The Rooneys used to keep rabbits as pets, and were familiar enough with their behavior that they felt confident in fixing minor issues before they became full-blown bunny catastrophes. So they did some research and invested in a few breeding pairs, just to try it out, figuring they could at least sell the babies as pets or show rabbits if things didn’t work out.
As it turns out, Rachel and Sean have both found that raising rabbits has been much easier than any other animal they have raised (even the ever popular backyard meat chicken). Aside from daily feeding and watering, and the occasional nail trimming, they require very little care. When pregnant does are close to their due date, they need to be checked on often to make sure their babies get into the nesting box once they’re born, but they rarely have problems giving birth, and are usually excellent mothers.

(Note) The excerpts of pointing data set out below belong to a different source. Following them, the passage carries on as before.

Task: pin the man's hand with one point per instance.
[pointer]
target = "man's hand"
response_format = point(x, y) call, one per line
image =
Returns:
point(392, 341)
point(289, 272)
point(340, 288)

And the Rooneys find the slaughter much easier than they expected. Together, Sean and Rachel could only process six to eight chickens per day, even after a few seasons of practice, but the first time they slaughtered rabbits they were able to process twice that amount in one day.
Compared with the labor intensive plucking of chickens, Rachel delights in the ease of skinning a rabbit: “Their pajamas come right off!”
Rachel and Charlotte have learned how to preserve and tan the pelts so the fur can be used in Rachel’s sewing projects, and they take pride in knowing that no part of their animal is going to waste.
Other farm animals may start out adorable, but they quickly grow up big and smelly, and the promise of bacon and lamb chops become infinitely preferable to the daily care of the livestock itself. But bunnies never outgrow their cuteness. Rachel admits the rabbits are sweet, but that ultimately doesn’t matter to the family: they honor and respect every animal they eat, whether they raised it or they caught it swimming in the sea or bounding through the forest. They believe in a humane life and death, and they give all that and more to their rabbits.